Dennoch werde es bestimmt ein halbes Jahr dauern, bis er wieder bei einhundert Prozent sei. Darüber mache sich Melzer aber im Moment keine Gedanken: „Ganz ehrlich, ich habe mich gar nicht getraut, die Ärzte nach dem Heilungsprozess zu fragen. Damit beschäftige ich mich jetzt noch nicht, das kommt später.“ Beschäftigt ist er, neben Arztbesuchen und Physiotherapie, mit ganz anderen Dingen: „Ich liege viel zu Hause rum und habe mir ein paar Playstation-Spiele zum daddeln ausgeliehen. Und ich gehe an der frischen Luft spazieren, weil ich mein Knie bewegen soll.“ Denn ans Arbeiten ist für den gelernten Mechatroniker nicht zu Denken. Dennoch bleibt er optimistisch, auch wenn es gerade eine Auszeit war, die er im Moment der Verletzung fürchtete: „Ich habe unseren Physio sofort gefragt, ob es ein Kreuzbandriss ist, weil eine lange Pause das einzige war, wovor ich Angst hatte.“ Ansonsten ist seine Erinnerung aufgrund der Schmerzmittel mehr als lückenhaft: „Ich weiß fast gar nichts mehr davon, auch nicht warum ich so geschrien habe. Ich weiß aber noch, dass ich im Krankenwagen den Sanitäter angepöbelt habe, was mir im Nachhinein ziemlich leid tut.“ Die dürften von all den Schwerverletzten auf Drogen aber einigen Kummer gewohnt sein.
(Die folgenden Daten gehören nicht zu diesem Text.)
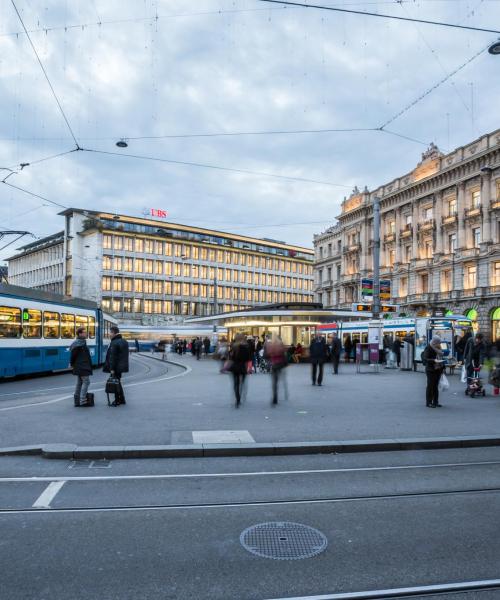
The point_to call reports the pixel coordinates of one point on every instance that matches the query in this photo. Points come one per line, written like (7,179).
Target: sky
(157,69)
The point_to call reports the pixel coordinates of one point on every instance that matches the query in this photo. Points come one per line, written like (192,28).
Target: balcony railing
(449,220)
(470,252)
(426,225)
(474,211)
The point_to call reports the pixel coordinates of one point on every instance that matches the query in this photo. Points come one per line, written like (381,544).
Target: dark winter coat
(318,351)
(80,358)
(335,348)
(117,356)
(428,357)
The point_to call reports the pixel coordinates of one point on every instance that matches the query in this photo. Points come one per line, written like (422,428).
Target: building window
(476,199)
(496,273)
(452,207)
(452,243)
(446,283)
(470,277)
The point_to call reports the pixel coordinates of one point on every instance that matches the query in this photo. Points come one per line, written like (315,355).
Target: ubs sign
(157,213)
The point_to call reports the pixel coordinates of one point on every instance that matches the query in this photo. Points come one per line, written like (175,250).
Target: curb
(72,451)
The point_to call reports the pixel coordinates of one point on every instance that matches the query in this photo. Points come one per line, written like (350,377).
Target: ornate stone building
(440,238)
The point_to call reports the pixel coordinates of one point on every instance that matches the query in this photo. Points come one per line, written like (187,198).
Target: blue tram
(37,328)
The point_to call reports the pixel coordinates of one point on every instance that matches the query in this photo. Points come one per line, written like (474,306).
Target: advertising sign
(367,289)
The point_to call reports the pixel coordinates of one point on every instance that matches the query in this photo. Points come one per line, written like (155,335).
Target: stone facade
(440,237)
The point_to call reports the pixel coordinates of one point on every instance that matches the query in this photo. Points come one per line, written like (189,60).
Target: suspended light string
(382,16)
(46,76)
(217,167)
(431,89)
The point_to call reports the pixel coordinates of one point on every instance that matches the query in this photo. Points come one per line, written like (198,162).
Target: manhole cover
(283,540)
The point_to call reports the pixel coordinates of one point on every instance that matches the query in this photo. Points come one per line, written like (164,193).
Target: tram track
(249,504)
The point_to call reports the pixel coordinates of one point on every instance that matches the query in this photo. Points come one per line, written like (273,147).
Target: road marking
(441,588)
(255,504)
(222,437)
(243,474)
(50,492)
(126,386)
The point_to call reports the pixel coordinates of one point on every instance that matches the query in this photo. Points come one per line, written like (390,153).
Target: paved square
(222,437)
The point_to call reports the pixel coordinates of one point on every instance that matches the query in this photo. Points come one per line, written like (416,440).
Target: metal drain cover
(283,540)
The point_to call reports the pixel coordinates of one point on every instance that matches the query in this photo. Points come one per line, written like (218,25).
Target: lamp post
(376,259)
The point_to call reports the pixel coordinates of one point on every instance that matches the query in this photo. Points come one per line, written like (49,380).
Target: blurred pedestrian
(432,359)
(274,351)
(116,362)
(318,351)
(81,362)
(239,356)
(335,351)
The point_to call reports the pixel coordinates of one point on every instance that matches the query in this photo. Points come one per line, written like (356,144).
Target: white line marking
(265,503)
(405,592)
(245,474)
(50,492)
(60,399)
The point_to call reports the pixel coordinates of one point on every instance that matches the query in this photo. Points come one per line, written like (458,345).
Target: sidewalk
(197,409)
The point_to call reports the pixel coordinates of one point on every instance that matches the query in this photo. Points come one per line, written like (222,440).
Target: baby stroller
(475,385)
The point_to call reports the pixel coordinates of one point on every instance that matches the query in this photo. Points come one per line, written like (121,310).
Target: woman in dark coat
(432,358)
(239,356)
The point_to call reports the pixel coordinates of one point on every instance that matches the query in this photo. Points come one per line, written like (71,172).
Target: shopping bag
(443,384)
„Es ist cool, dass sich so viele melden“

Über die Zeit im Krankenhaus hätten ihn vor allem die zahlreichen Genesungswünsche hinweggeholfen, die ihn von allen Seiten erreichten. Allen voran das Video, welches seine Teamkollegen unmittelbar nach dem Sieg gegen Tabellenführer Pinneberg für ihn aufgezeichnet hatten: „Das Video war super, eine tolle Geste, die mich total gefreut hat. Das haben wir auch gemacht, als Tim Heysen sich verletzt hat. Das zeigt, was für eine super Truppe wir haben.“ Aber nicht nur seine Mannschaft hätte sich nach ihm erkundigt: „Es ist schon cool, dass sich dann so viele melden, die man vom Fußball kennt, mit denen man aber sonst nichts zu tun hat. Thorben Reibe hat sich auch nach meinem Zustand erkundigt und mir von der ganzen Pinneberger Mannschaft gute Besserung gewünscht. Da merkt man: Die denken an einen. Man kann schon fast von einer Oberliga-Familie reden.“ Vorwürfe für die Verletzung mache er Reibe aber ebenso wenig wie Mitspieler Adam Benn: „Ich bin ihm für seinen zu kurzen Rückpass nicht böse“, versicherte er lachend.

Trotz der Verletzung habe er dem Fußball aber nicht abgeschworen, auch wenn er auf der Bank des NTSV zuletzt ganz schwere Zeiten durchlebte. „Es ist natürlich besonders bitter, in so einem Moment nicht dabei sein zu können“, sagte er über das Viertelfinalspiel im Oddset-Pokal, in dem man gegen BU ausgerechnet im Elfmeterschießen unterlag. Dort war er nicht der einzige bemitleidenswerte Tormann. Mit Kollege Andre Tholen, der kurz vor Abpfiff der Verlängerung ausgewechselt wurde, konnte er gut mitfühlen: „Das war ganz ganz bitter für ihn, ich glaube ich hätte auch so reagiert wie er. Wenn das so abgesprochen war, ist es okay, aber sonst halte ich es für ein Unding. Im Nachhinein haben sie natürlich alles richtig gemacht, aber für Andre hat mein Herz ein wenig geblutet.“ Ähnlich wird es sicher nicht nur den Torhüter-Kollegen, sondern auch allen anderen Fußballern gegangen sein, als sie von Melzers Verletzung erfuhren. Immerhin wissen wir nun, dass er trotz der langen Ausfallzeit guten Mutes ist. Damit bleibt nur, eine gute Besserung zu wünschen.